Crítica sobre o filme "Seduzida & Abandonada":

Eron Duarte Fagundes
Seduzida & Abandonada Por Eron Duarte Fagundes
| Data: 07/01/2013

O cinema do italiano Pietro Germi pode ter envelhecido em suas essências de filmar, mas em alguns casos ainda vale a pena vê-lo. É o caso de Seduzida e abandonada (Sedotta e abbandonata; 1963), realizado depois do insosso e superestimado pelos que querem resgatar o esquecido Germi Divórcio à italiana (1962). Mais do que em Divórcio à italiana ou mesmo em O ferroviário (1956), Seduzida e abandonada põe Germi nos trilhos das crônicas de costumes edificadas magistralmente por outro italiano, Federico Fellini, nos anos 50; esta referência é tanto uma aproximação favorável ao cinema de Germi (estar à beira de Fellini é bom) quanto uma ilusão crítica (vai um abismo entre o barroquismo ingênuo de Fellini e as raspas novelescas e sentimentais de Germi).
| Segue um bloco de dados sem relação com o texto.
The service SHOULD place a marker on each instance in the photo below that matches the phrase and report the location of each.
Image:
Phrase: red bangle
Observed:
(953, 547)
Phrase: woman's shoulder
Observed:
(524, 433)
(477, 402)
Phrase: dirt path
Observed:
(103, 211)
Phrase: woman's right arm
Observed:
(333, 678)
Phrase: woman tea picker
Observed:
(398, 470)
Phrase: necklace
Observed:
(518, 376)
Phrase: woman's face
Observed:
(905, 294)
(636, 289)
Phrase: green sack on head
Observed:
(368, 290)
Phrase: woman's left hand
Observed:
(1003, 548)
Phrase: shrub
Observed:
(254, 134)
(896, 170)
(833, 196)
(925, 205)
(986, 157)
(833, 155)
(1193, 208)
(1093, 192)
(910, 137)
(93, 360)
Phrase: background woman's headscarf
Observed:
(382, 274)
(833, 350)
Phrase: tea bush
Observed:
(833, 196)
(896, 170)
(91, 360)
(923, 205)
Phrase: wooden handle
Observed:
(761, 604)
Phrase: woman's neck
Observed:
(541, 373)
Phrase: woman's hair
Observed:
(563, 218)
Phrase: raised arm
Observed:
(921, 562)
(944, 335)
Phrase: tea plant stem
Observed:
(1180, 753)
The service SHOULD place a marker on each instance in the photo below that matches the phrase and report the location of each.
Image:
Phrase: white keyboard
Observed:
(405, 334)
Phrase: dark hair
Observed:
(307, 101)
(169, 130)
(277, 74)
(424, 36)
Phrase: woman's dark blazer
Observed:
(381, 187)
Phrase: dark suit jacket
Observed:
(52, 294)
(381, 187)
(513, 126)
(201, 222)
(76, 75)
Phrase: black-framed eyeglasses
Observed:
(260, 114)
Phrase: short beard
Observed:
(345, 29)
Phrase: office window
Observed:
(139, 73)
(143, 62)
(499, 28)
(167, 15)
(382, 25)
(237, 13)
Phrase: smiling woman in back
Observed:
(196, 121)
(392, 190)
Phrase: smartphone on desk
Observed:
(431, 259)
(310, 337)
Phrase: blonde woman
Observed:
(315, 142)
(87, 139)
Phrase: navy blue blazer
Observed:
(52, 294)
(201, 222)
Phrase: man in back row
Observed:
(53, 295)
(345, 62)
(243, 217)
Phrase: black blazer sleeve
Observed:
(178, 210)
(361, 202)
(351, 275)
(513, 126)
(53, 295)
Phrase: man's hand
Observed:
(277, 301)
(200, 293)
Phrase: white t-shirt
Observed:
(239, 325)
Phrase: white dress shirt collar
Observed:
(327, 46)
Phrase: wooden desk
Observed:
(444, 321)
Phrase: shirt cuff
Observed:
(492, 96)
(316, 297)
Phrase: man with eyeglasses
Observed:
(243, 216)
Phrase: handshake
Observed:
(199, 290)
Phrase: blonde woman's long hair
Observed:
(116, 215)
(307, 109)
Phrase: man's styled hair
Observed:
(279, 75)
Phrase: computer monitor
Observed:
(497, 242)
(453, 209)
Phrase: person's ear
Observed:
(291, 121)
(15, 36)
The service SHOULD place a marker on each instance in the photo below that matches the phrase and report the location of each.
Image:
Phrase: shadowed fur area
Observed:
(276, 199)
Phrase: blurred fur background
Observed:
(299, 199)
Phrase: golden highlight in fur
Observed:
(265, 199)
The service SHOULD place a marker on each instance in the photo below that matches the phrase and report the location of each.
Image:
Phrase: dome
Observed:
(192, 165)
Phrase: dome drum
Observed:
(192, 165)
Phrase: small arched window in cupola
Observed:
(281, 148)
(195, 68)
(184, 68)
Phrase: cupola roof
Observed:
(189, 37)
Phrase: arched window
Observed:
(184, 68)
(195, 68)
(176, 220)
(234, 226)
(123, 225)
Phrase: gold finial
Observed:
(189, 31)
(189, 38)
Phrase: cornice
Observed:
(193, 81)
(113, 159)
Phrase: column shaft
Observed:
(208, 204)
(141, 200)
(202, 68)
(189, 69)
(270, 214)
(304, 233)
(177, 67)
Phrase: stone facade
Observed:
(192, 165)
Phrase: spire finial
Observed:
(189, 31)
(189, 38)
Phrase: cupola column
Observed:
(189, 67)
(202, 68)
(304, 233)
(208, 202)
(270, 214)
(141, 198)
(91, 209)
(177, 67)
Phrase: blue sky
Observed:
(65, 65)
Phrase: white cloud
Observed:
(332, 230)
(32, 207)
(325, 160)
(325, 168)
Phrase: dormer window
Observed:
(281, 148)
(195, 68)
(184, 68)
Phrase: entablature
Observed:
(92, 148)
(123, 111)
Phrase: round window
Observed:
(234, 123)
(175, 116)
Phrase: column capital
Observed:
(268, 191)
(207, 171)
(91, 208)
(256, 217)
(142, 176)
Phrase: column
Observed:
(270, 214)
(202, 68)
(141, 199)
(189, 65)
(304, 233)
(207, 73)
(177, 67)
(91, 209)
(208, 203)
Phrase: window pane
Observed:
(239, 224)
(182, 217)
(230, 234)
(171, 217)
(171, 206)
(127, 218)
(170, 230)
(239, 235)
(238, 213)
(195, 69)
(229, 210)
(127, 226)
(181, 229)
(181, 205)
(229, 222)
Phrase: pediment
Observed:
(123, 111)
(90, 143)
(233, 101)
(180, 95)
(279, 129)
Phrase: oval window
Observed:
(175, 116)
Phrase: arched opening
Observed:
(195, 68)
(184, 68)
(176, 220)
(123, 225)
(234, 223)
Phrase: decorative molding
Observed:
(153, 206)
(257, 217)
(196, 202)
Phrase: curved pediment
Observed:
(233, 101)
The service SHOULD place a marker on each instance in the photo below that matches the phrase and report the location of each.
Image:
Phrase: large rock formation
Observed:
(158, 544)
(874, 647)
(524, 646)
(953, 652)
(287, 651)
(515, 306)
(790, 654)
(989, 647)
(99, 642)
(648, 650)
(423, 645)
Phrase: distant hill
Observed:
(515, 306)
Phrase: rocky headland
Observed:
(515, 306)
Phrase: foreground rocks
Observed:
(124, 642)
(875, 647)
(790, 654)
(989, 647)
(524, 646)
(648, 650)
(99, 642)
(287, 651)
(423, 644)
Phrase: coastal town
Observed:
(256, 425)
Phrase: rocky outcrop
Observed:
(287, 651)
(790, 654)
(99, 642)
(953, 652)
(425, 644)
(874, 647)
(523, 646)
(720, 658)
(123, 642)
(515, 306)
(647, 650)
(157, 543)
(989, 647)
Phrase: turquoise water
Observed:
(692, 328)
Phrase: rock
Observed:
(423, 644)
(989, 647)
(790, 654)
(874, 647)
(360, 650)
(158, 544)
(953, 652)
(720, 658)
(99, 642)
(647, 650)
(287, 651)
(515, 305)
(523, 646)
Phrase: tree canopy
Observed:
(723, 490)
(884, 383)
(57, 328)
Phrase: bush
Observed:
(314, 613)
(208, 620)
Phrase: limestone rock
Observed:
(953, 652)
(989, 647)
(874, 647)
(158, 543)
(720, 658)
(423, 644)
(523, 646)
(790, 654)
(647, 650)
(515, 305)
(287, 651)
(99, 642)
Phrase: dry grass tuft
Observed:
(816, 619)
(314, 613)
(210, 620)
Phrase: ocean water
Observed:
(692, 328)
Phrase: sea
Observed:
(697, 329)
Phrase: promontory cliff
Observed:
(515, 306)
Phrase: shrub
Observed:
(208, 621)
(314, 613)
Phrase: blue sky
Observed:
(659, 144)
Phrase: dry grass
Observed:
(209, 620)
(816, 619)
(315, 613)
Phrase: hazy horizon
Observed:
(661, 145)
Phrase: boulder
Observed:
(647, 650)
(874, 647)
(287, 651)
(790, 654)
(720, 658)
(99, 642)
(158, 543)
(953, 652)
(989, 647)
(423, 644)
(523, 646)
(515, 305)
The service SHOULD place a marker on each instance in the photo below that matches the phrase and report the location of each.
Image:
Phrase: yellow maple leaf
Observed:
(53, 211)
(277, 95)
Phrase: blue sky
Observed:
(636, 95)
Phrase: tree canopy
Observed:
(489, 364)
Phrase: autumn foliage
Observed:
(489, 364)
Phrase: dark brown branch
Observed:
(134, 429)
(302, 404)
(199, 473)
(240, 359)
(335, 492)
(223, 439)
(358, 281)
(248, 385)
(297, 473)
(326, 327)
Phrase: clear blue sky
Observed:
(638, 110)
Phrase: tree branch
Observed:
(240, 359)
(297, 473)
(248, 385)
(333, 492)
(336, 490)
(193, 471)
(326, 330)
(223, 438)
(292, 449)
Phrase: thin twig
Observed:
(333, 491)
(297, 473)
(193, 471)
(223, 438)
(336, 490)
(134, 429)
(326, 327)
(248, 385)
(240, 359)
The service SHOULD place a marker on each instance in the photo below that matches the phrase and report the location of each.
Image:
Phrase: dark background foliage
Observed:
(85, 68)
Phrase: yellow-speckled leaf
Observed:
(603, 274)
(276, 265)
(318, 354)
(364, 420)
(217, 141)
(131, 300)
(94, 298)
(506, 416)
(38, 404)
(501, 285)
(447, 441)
Ambientado na Sicília mais retrógrada e virulenta da década de 60, Seduzida e abandonada traz os primeiros anos da atriz Stefania Sandrelli na pele duma garota de família seduzida pelo cunhado enquanto a irmã dela (e noiva do rapaz) dormia na mesma sala. O moralismo feroz da família italiana é bem apanhado pelo relato de Germi, que vai descrevendo os tipos e as situações com intensidade; entre falcatruas de comportamento e pequenos embates judiciários e teias familiares o filme desenvolve um pensamento linear e claro. O delírio final da personagem de Stefania, com algumas cenas se reinserindo várias vezes na montagem (como o rapaz da multidão que impede a moça de fugir ou correr para longe), é o que poderia melhor aproximar Germi do fermento barroco de Fellini. Também é felliniana a procissão cristã encenada; a figura da santa carregada pelos populares é à Fellini, assim como o povo religioso diante das câmaras: Germi contempla quase documentalmente a alma beata dos sicilianos em questão. E no fim, a cena do pai delirante diante dos noivos forçados, sobra para uma visão da hipocrisia de tudo isto.

Não serve para pôr Germi no panteão dos grandes; mas é uma bela narrativa cinematográfica.